Zusammenfassung
Bei Projekten der Tiefen Geothermie und in Erschließungskonzepten für zugeteilte Erlaubnisfelder spielen geologische
und geophysikalische Untersuchungen eine wesentliche Rolle. Ausgehend vom Konzept der geothermischen Energie als
Lagerstätte, die mit Tiefbohrungen im Rahmen einer hydrothermalen oder petrothermalen (EGS, hot dry
rock) Geothermie zu erschließen ist, werden die wichtigsten geologischen und geophysikalischen Grundlagen mit
vielfachem Bezug zu analogen Szenarien in der Kohlenwasserstoff‐Exploration zusammengestellt.
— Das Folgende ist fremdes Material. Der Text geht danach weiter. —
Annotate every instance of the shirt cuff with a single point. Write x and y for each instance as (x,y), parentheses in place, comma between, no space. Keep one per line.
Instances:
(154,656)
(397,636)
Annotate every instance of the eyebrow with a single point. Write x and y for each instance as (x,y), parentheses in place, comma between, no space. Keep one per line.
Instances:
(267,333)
Die Situation in Deutschland
steht dabei im Fokus. Die Erörterung betrifft lithofazielle und strukturelle Gegebenheiten und betont die Bedeutung der
Untersuchung nicht nur des Reservoirs selbst sondern auch der hangenden Schichten entlang der geplanten Bohrpfade
einschließlich möglicher oberflächennaher kritischer geologischer und anthropogener Konstellationen im Bereich der
Bohransatzpunkte. Einer knappen Erläuterung der wichtigsten geophysikalischen Verfahren aus Seismik, Gravimetrie,
Geomagnetik und Geoelektrik sowie der für die geothermalen Reservoirs wichtigsten petrophysikalischen Parameter folgen
Hinweise, wie bereits existierende geophysikalische Daten für eine Projektstudie genutzt werden können. Bei der Diskussion
von Neuerkundungen für ein Erlaubnisfeld werden mit starkem Blick auf internationale Verhältnisse die Verfahren der
Refraktionsseismik, Gravimetrie, Geomagnetik und Geoelektrik als unerlässliche Ergänzungen der in Deutschland dominierenden
Reflexionsseismik gegenübergestellt und die Vorzüge insbesondere der Gravimetrie und der Tiefengeoelektrik in Form der
Magnetotellurik betont. Die Einbeziehung der standortspezifischen Geologie und Geophysik für Lösungsansätze bei der
Unterscheidung verschiedener Arten der Seismizität, sowie die Verknüpfung von Messungen in Bohrungen mit Messungen der
Oberflächengeophysik als Folgemöglichkeit einer bereits niedergebrachten Bohrung, z. B. in einer Geothermie‐Dublette,
sollten bereits in einer Projektstudie bedacht werden. Der Beitrag ist ein Plädoyer für eine größere, vielfach vermisste
Harmonie zwischen Geologie und Geophysik, was der Exploration der Tiefen Geothermie nutzen würde.